Back in 2002-2007, terms like prime, subprime, Alt-A, option ARMs, jumbo prime and second liens became part of the mainstream verbiage as middle class citizens started flipping houses like degenerate gamblers. 2008 was not a pretty picture for the hot real estate money and speculators started singing a different tune as the entire financial system teetered on the edge of the abyss. More Mortgage Meltdown by Whitney Tilson and Glenn Tongue explains the build-up, implosion and future scenarios of the domestic housing situation along with the ramifications on the economy as a whole. The book is divided into two parts, the first half covering the housing bubble and the second half a series of case studies on different companies and how to evaluate them for investing purposes through the eyes of a value investor.
Tilson and Tongue demonstrate that although subprime loans were the brunt of much populist anger after the housing bubble burst, they only accounted for 20% of all mortgages issued at the peak of the bubble, and it is the other 80% of mortgages we really have to worry about now. The height of the real estate frenzy was in 2006 and since subprime loans reset after 2 years, they were the catalyst for the collapse in 2008. However, the equally toxic Alt-A and option ARMs reset after five years so in 2010, we will begin to feel the effects of another round of defaulting mortgages and these defaults will continue until 2012. In essence, we are in the eye of the hurricane right now, the calm before the storm.
More Mortgage Meltdown was published in May of 2009, three months after the market lows reached in March and although the authors didn't predict the current surge in security prices, they do acknowledge that stock prices are cheap at the time of publication: "Based on data from Yale economist Robert Shiller, U.S. stocks on March 3, 2009, were trading at a cyclical price-earnings (P/E) ratio of 12.3, their lowest level since 1986 and well below their historical average dating back to 1870, of 16.3. (The cyclical P/E compares stock prices to average earnings over the past ten years in an attempt to smooth out booms and busts.)". Well, that was in May and now it's December and Barron's reports that the P/E for the S&P 500 is 85 after a 9 month run up. We are in nose bleed territory where valuations are concerned and this market is ready to roll over like Beethoven. In fact, at the time of printing Tilson and Tongue argue that "the cyclical P/E ratio, while below its historical average, is well above previous bear market lows of 6 - meaning stocks could almost get cut in half again.".
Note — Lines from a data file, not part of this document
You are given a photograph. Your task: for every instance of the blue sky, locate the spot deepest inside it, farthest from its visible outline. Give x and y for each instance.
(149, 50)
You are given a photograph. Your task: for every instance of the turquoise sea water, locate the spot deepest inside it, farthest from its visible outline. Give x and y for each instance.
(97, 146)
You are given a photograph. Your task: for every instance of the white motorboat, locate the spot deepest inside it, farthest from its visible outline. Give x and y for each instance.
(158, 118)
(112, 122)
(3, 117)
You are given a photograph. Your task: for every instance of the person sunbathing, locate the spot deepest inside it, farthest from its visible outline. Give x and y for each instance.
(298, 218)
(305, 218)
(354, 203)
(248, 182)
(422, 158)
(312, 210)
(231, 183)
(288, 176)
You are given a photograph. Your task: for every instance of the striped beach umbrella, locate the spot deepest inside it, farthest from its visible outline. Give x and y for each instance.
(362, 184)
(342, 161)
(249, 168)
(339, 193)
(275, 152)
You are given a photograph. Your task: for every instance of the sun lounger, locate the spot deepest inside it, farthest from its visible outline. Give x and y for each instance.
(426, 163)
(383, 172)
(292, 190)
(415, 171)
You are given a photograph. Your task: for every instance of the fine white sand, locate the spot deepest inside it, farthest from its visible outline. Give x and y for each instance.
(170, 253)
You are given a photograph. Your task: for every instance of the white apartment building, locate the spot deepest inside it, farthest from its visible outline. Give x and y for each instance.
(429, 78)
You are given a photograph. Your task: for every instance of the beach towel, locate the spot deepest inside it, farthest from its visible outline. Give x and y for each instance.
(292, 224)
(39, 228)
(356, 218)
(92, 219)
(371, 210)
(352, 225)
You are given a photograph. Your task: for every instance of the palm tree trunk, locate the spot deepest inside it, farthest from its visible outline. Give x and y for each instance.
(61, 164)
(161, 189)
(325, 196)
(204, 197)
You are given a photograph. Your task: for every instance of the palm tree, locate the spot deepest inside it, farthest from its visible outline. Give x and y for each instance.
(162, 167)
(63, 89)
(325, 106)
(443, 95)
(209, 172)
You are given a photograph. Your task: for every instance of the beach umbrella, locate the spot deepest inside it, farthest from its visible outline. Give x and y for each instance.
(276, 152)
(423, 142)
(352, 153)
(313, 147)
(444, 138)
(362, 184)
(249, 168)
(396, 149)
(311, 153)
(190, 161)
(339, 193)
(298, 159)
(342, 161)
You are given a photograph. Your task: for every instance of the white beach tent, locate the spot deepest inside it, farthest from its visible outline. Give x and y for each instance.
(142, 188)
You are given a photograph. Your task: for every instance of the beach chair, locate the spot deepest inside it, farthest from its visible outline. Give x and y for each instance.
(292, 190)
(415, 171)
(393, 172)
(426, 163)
I have been reading Whitney Tilson's column he writes with John Heins in Kiplinger's for a couple of years now and have always enjoyed his long-term value investing perspective in a market where traders live in the moment. I also enjoyed it in this book, but all in all, I was disappointed in More Mortgage Meltdown. Granted, the first half of the book was brimming with valuable statistics and insights on the housing crisis, but the second half of the book wasn't up to par. The last 150 pages of the book is filled with case studies on individual stocks to both the long and the short side and I thought that these studies were too technical for the beginning investor. For the experienced investor, the case studies were not that interesting and tended to get tedious which bogged down a potentially good book.